World could cross critical 1.5 deg C threshold by 2024, says UN

Burning fossil fuels such as coal, oil and gas are the main sources for global warming. PHOTO: AFP

SINGAPORE - Global warming could exceed the key threshold of 1.5 degrees Celsius by 2024 - far sooner than scientists had predicted, a major United Nations (UN) update on climate change indicators said on Wednesday (Sept 9), adding further pressure on nations to rapidly cut fossil fuel emissions that are heating up the planet.

The update, released by UN agency World Meteorological Organisation (WMO), said even the temporary drop in global greenhouse gas emissions due to Covid-19 lockdowns will have minimal impact on the pace of global warming, with 2016-2020 on track to be the warmest five-year period on record.

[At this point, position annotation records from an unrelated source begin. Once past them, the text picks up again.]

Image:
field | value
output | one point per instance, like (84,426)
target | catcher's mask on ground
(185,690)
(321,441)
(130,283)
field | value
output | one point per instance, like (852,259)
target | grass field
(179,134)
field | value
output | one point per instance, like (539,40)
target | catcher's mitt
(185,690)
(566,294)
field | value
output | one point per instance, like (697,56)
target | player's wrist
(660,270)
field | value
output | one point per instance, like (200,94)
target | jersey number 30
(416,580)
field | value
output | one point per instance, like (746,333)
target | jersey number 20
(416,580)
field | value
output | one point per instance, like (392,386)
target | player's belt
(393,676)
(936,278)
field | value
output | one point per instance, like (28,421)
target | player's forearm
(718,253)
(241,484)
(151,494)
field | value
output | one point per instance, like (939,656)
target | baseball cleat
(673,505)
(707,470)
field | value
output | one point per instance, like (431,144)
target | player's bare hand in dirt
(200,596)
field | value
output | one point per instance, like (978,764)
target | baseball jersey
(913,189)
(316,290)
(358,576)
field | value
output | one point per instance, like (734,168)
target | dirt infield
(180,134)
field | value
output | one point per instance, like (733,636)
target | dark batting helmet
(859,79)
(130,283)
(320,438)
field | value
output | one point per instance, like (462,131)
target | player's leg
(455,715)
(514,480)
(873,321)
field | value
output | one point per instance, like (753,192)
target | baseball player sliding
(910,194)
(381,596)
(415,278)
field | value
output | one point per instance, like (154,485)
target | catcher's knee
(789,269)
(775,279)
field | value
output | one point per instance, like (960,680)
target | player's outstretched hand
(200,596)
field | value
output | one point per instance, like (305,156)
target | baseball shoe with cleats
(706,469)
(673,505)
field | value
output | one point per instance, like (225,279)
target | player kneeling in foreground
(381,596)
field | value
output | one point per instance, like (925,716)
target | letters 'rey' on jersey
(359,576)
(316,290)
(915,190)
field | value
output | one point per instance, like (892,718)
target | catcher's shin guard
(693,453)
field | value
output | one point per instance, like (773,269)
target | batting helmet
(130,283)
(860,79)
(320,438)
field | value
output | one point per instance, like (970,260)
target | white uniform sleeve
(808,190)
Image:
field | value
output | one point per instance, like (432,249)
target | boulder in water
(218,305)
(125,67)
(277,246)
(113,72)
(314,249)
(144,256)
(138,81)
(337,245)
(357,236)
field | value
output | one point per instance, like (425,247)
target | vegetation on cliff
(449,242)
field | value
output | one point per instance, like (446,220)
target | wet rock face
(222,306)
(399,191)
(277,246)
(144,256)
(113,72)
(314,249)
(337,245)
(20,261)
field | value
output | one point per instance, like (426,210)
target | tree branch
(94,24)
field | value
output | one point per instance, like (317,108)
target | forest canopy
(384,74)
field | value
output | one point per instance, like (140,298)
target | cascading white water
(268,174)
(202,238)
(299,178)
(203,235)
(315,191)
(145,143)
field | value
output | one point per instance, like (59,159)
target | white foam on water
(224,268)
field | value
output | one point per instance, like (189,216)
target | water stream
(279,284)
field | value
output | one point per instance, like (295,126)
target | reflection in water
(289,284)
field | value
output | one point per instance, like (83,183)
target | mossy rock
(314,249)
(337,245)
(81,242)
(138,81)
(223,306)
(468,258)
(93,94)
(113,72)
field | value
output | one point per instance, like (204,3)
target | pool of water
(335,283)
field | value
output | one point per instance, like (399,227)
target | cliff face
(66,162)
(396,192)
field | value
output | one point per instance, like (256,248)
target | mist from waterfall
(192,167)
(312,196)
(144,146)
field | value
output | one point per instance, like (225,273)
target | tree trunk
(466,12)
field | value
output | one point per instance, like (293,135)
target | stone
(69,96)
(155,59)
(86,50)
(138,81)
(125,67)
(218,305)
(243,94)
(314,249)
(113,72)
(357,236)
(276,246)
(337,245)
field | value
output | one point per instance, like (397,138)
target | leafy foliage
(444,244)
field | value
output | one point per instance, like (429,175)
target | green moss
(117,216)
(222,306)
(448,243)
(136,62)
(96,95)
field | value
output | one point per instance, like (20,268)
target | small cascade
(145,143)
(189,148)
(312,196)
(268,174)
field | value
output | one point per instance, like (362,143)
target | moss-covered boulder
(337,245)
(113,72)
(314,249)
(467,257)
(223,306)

The 1.5 deg C level is central to global efforts to fight climate change. Under the 2015 Paris Climate Agreement, nearly 200 nations agreed to limit global warming to well below 2 deg C and ideally 1.5 deg C, deeming anything above these levels would put people and livelihoods at tremendous risk.

Yet, since the pact was agreed, global greenhouse gas emissions have continued to grow quickly and most nations are far from achieving these Paris targets.

"While emissions fell during the peak of the pandemic confinement measures, they have already mostly recovered to within 5 per cent of the same period in 2019 and are likely to increase further," said UN Secretary-General Antonio Guterres, in a note accompanying the report.

The report, titled United in Science 2020, said there is a one-in-five chance global annual average temperatures will exceed 1.5 deg C above pre-industrial levels for at least one year over the next five years. And there is roughly a 70 per cent chance one or more months during the next five years will be at least 1.5 deg C warmer.

"This first overshoot beyond 1.5 deg C would be temporary, likely aided by a major climate anomaly such as an El Niño weather pattern. However, it casts new doubt on whether Earth's climate can be permanently stabilised at 1.5 deg C warming," said Dr Pep Canadell, executive director of the Global Carbon Project (GCP), and his colleague Dr Rob Jackson, chair of the GCP, in a commentary for The Conversation website on Wednesday.

El Niños are natural events that bring warmer global temperatures and usually cause droughts in South-east Asia and parts of Australia.

The key point is unless global CO2 emissions drop sharply this decade, said the UN, there will be no chance of limiting warming to relatively safe levels.

The WMO said the world has already warmed 1.1 deg C on average since the start of industrial times and that further heating will be fuelled by the steady rise in greenhouse gas emissions, chiefly carbon dioxide (CO2), methane and nitrous oxide from industry, transport and agriculture.

Burning fossil fuels such as coal, oil and gas are the main sources, and total fossil CO2 emissions are now 62 per cent higher than emissions at the time international climate negotiations began in 1990, the WMO says.

Even with warming of 1.1 deg C, the world is suffering more extreme and deadly weather, such as droughts and wildfires and more intense floods and storms. Turning up the global thermostat even more, and so quickly, will likely worsen those extremes.

The UN's top climate science body, the Intergovernmental Panel on Climate Change, said keeping warming to 1.5 deg C would limit the threat from climate change. Every half a degree increase matters, the IPCC said.

At 2 deg C, the risks to crop production increase, sea level rise speeds up and most coral reefs are badly damaged or destroyed.

The United in Science report, prepared by six leading science agencies including the GCP, also said for the five-year period ending in 2024 there was a high risk of "unusual regional rainfall over the period, with some regions experiencing increasing drought-related risks and others increased risks associated with heavy rainfall".

The Arctic was also predicted to continue to warm at more than twice the overall global rate.

"The findings of the report are yet again another reminder that while we are busy finding ways out of the Covid-19 crisis, climate change continues to build the foundation of what will be the biggest ever global crisis if we don't do more to mitigate it, and quickly," said Dr Canadell, who was also one of the report's authors.